26 Août 2012
Peu de films cette année m'auront causé un tel choc. Plusieurs jours après j'y pense encore et, fait rare, j'en ai même rêvé la nuit suivant son visionnage. Je n'avais pas lu le synopsis, ni vu la bande-annonce pour arriver devant le plus vierge possible. Les bons échos laissaient entrevoir un grand moment. C'est bien le cas. Le film de Joachim Lafosse est d'une force incroyable. Son précédent long métrage, Elève libre sorti en 2009, n'était déjà pas passé inaperçu. D'entrée ici, il nous prend à la gorge. La scène d'introduction est terrible, scellant le drame qui va se jouer sous nos yeux. L’intérêt et le suspens, car c'est un vrai suspens, seront de voir comment, tout au long du film, la jeune femme va en arriver là. Une ambiance pesante et oppressante, lourde de manipulation et de perversion, va resserrer son étau dans nos ventres et nos cœurs jusqu'à un final terrible et glaçant. Très vite on s'attache à ce personnage de femme amoureuse (et certainement déjà fragilisée depuis longtemps) prête à tout pour être heureuse. De concessions en brimades et vexations, la lente et inéluctable descente aux enfers prend alors forme sous nos yeux. Le problème est que, tout aussi monstrueux que soit l'acte, on arrive pas vraiment à la blâmer, encore moins à la détester ou à la juger. C'est un sentiment très particulier et sans dire qu'on la comprend, on peut comprendre le cheminement qui l'a amené à faire un tel geste. La mise en scène de Lafosse est d'une redoutable efficacité, quand son scénario, implacable, est écrit au couteau. Avec cette belle sobriété permettant que l'ensemble ne soit jamais glauque et où tout nous est suggéré plutôt que montrer. Sa direction d'acteurs est aussi la grande force du film. Emilie Dequenne tient là son meilleur rôle. Elle est impressionnante, voir époustouflante, dans cette dégradation physique et mentale. Une composition qui marque et qui est à ranger dans les toutes meilleures de l'année. Si Tahar Rahim s'en sort bien, mais le rôle reste assez secondaire, Niels Arestrup est une fois de plus imposant. Un rôle sur mesure pour celui qui a fait de ces partitions ingrates un peu sa marque de fabrique. Ils se retrouvent tous les deux pour la première fois après le triomphe de Un prophète.
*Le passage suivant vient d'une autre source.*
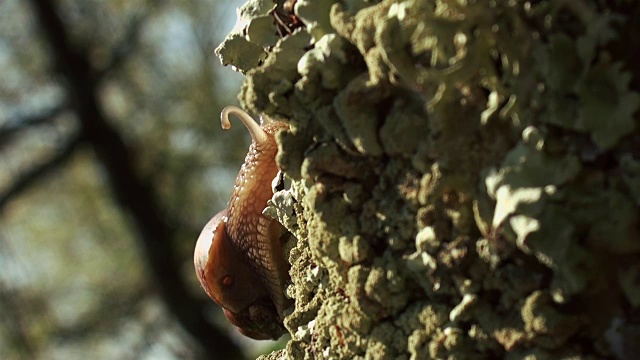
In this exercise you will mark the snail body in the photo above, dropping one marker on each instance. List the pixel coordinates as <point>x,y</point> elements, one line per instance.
<point>238,256</point>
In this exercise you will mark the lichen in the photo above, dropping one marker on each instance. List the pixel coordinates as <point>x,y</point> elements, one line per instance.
<point>465,177</point>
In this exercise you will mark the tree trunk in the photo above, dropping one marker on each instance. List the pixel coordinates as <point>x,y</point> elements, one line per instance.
<point>465,174</point>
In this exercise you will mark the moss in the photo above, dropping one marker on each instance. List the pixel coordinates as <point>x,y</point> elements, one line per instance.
<point>464,178</point>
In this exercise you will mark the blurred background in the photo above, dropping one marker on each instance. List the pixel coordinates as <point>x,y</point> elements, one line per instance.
<point>111,160</point>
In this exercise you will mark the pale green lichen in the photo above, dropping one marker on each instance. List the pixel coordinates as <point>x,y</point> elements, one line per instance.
<point>462,174</point>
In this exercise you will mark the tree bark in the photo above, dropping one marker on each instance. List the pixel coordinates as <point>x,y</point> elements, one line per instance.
<point>466,175</point>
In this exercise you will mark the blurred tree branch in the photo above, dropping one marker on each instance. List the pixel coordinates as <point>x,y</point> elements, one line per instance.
<point>40,171</point>
<point>19,123</point>
<point>130,190</point>
<point>127,45</point>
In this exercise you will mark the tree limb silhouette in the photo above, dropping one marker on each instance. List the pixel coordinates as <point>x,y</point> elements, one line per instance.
<point>133,193</point>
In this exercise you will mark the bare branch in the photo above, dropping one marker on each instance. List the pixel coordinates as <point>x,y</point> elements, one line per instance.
<point>39,172</point>
<point>132,192</point>
<point>19,123</point>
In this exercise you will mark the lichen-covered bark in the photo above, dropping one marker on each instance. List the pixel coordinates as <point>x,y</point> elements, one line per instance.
<point>465,174</point>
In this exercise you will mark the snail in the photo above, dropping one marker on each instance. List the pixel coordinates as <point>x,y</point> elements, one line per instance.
<point>238,256</point>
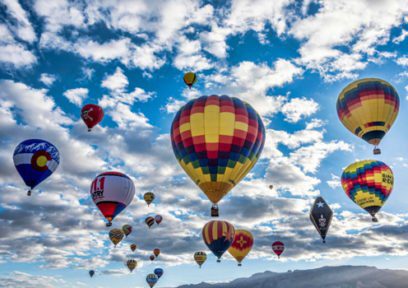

Bref, difficile de parler d'un tel film, tellement l’expérience est traumatisante. Pour moi, l'un des meilleurs films de l'année. Mise en scène, scénario et interprétation de haute volée. A perdre la raison est un grand film, noir, désespéré, une vraie tragédie grecque qui marquera les esprits pour un moment...Une émotion sourde et forte, l'une des grandes claques de l'année...Bouleversant.